Tal como defendeu na primeira resposta dada em fevereiro, a ERSE diz que necessário “avançar de forma concreta na implementação de um mercado ibérico de gás natural, robustamente integrado com o centro da Europa”. Depois de sublinhar que fez o que lhe competia por via regulamentar, com a adaptação das regras necessários ao funcionamento de um mercado mais integrado, com Espanha e o resto da Europa, o regulador devolve a bola ao Governo, a quem compete tomar os passos políticos necessários para concretizar o mercado ibérico de gás natural (MIBGAS). Ao mesmo tempo, diz-se disponível “para contribuir para os trabalhos que o Governo identifique como necessários e prementes para a concretização do Mercado Ibérico de Gás Natural”.

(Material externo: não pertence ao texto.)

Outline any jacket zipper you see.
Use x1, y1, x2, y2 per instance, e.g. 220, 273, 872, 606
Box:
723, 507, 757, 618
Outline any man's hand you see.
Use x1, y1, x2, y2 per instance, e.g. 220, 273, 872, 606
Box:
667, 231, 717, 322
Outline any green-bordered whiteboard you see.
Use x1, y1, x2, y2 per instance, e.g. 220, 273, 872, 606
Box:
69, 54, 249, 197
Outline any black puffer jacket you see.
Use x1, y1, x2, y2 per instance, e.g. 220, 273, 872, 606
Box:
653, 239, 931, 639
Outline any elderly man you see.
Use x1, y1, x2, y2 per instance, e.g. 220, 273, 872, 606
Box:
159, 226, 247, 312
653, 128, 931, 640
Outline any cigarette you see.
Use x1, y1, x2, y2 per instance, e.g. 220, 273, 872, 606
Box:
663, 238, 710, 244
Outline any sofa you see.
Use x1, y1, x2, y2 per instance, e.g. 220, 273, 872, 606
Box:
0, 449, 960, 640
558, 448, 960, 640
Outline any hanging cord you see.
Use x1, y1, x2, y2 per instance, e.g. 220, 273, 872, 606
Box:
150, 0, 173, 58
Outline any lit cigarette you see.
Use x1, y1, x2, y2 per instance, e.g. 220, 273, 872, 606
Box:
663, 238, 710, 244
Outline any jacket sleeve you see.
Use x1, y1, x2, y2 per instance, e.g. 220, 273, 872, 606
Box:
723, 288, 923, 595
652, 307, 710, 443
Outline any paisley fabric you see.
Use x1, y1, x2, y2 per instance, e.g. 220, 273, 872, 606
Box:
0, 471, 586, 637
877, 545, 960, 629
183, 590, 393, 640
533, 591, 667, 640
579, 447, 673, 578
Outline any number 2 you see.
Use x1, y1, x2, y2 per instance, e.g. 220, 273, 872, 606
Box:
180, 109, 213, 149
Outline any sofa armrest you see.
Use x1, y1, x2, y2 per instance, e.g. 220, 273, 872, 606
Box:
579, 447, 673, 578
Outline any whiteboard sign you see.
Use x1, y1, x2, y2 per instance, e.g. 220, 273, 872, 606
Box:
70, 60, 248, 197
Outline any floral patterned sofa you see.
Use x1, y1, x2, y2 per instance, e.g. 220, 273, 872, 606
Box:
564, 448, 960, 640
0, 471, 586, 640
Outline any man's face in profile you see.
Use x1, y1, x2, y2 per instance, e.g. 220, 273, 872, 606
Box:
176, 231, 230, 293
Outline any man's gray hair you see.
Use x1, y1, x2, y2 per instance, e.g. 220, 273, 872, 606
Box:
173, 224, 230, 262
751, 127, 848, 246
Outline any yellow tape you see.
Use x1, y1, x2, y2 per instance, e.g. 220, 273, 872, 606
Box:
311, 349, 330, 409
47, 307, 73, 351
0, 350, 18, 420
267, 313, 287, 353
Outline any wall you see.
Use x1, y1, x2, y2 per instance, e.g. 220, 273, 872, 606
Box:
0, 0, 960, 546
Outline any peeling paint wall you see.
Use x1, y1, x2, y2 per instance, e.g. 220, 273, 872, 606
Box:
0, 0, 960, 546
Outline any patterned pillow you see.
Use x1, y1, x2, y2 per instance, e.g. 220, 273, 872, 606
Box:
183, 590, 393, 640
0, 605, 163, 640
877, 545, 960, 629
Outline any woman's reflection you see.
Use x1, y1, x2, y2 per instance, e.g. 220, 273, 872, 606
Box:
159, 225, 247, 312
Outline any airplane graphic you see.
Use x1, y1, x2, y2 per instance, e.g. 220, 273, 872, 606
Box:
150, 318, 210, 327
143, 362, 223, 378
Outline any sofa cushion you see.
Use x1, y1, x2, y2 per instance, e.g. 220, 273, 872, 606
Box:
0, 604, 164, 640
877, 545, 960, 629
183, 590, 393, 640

A carta lembra que a sociedade MIBGAS foi já reconhecida como a operadora neste mercado, mas que esta entidade, ao contrário do que defende a ERSE, “considera que apenas poderá listar produtos com entrega em Portugal, “depois de formalizado o acordo entre os dois Estados (Portugal e Espanha) que defina expressamente essa circunstância”.

A criação do MIBGAS, a versão gasista do MIBEL (mercado ibérico de eletricidade) tem sido defendida por vários governos portugueses, incluindo o atual, mas o vazio político que marcou o o último ano do lado espanhol, com a indefinição em relação à solução governativa, travou o andamento deste projeto. Por outro lado, é conhecida a resistência francesa em reforçar as interligações de energia com a Península Ibérica, ainda tenha usado essa capacidade para se abastecer quando uma parte importante do seu parque de centrais nucleares esteve parado, procura que foi a principal razão para a subida dos preços da eletricidade em janeiro.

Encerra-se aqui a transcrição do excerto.